We benchmarked four crawl APIs across three domains of varying difficulty at three max depth levels (5, 10, 20) with a 1,000-page limit, measuring crawl coverage, execution time, link discovery, markdown link quality, and title extraction accuracy.
If you aim to:
- Turn web pages into structured data, see our guide on web scraping.
- Crawl entire websites, read on.
Web crawlers benchmark
You can read our benchmark methodology.
Average crawled pages vs cost per 1,000 pages
Crawled pages across domains by max depth
Firecrawl consistently crawled around 100 pages on theregister.com regardless of max depth, approximately 90 pages on entrepreneur.com across all depth levels, and only around 30 pages on amazon.com, likely due to Amazon’s aggressive bot protection. Notably, increasing max depth had virtually no impact on the number of pages Firecrawl was able to crawl across any domain.
Apify demonstrated the most consistent performance, reaching the maximum crawl limit of 1,000 pages on every domain at every depth level without any apparent difficulty, even on heavily protected sites like Amazon.
Cloudflare showed inconsistent behavior across tests:
- On theregister.com at max depth 5, it crawled only 100 pages, but at max depth 20 it reached nearly 1,000 pages.
- As we observed in earlier tests, Cloudflare occasionally crawls just 1 page and then terminates the job entirely. We confirmed this is not a caching issue (cache was disabled) and tested with wait times between runs of up to 1 minute, but the behavior persisted. At max depth 10 on theregister.com, this exact issue occurred, Cloudflare crawled only 1 page before stopping.

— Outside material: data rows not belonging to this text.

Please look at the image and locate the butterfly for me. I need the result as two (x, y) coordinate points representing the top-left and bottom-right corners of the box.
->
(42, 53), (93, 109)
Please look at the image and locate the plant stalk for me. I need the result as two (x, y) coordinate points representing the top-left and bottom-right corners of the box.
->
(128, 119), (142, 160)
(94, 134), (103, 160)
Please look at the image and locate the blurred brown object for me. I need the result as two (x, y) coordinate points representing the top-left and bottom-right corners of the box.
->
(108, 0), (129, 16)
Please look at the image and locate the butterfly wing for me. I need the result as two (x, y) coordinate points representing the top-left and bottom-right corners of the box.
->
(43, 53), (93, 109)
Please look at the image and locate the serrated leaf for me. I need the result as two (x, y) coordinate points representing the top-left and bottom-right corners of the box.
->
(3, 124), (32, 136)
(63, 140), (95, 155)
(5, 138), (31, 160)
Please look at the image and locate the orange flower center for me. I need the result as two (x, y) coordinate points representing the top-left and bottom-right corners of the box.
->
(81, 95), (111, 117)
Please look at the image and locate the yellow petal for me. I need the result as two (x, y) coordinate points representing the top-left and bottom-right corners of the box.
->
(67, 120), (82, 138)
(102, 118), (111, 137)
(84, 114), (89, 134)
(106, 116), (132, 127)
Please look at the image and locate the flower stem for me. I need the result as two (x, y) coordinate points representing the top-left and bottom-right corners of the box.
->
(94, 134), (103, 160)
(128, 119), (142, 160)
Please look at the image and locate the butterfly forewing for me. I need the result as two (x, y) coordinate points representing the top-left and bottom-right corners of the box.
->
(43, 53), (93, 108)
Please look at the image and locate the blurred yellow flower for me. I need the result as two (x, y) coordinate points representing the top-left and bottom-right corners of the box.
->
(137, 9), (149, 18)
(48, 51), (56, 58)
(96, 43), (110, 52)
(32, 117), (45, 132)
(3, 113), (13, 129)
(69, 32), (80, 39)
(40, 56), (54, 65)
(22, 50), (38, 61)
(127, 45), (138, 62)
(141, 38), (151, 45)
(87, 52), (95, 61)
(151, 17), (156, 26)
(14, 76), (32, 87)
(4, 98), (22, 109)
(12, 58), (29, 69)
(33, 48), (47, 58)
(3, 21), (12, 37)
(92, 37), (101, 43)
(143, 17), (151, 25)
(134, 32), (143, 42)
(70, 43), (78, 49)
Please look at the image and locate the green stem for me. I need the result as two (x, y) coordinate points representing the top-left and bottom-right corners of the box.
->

- On entrepreneur.com, Cloudflare crawled 780 pages at depth 5, increased to 885 at depth 10, but then dropped sharply to just 172 pages at depth 20. This drop may be related to Cloudflare’s crawl scheduler deprioritizing or timing out deeper link chains, or it could reflect an internal concurrency limit that causes the job to terminate prematurely when the crawl frontier grows too large at higher depths.
- On amazon.com, Cloudflare crawled 905 pages at depth 5, but the number steadily declined as max depth increased, dropping to 809 at depth 10 and 795 at depth 20, suggesting that deeper crawl configurations may cause Cloudflare to spend more time on link discovery overhead rather than actual page retrieval.
Nimble reached or approached the 1,000-page limit on theregister.com across all depth levels (1,000 / 1,000 / 999). On entrepreneur.com, it crawled 1,000 pages at depth 5 but showed slight drops at higher depths (896 at depth 10, 983 at depth 20), possibly due to its 7-hour timeout being reached before completing the full crawl at deeper levels, all Nimble runs ended with a timeout status. Amazon proved more challenging:
- At depth 5 it managed only 319 pages, but at depth 10 it jumped to 988 pages, then dropped to 906 at depth 20
- This inconsistency likely reflects the combination of Amazon’s bot protection mechanisms and Nimble’s timeout constraints, where deeper crawls take longer to process each page and may encounter more anti-bot challenges along the way
Execution time across domains by max depth
Firecrawl was the fastest provider across all domains, completing crawls in under 5 minutes, typically between 75-265 seconds. This speed comes at the cost of coverage, as Firecrawl also crawled the fewest pages. Essentially, it finishes quickly because it stops early.
Apify took around 2,200-2,400 seconds (~40 minutes) on theregister.com regardless of depth. On entrepreneur.com and amazon.com, execution times were significantly longer at 8,300-15,900 seconds (2-4 hours), reflecting the larger and more complex site structures. Despite the longer times, Apify consistently reached the 1,000-page limit, making it the most reliable in terms of coverage-to-time ratio.
Cloudflare showed timing that mirrors its inconsistent crawl counts:
- On theregister.com at depth 10, it completed in just 1 second, because it only crawled 1 page before stopping.
- On entrepreneur.com at depth 20, it finished in 10 seconds after crawling only 172 pages.
- When Cloudflare does complete a full crawl, times range from 3,500 to 25,200 seconds.
- As max depth increases, Cloudflare appears to prioritize reaching deeper pages over breadth, crawling fewer pages but completing faster. On amazon.com, execution time dropped from 25,200 seconds (timeout) at depth 5 to just 5,660 seconds at depth 20, while crawled pages also decreased from 905 to 795. This suggests Cloudflare’s crawler shifts its strategy at higher depths, spending less time on broad discovery and more on deep traversal.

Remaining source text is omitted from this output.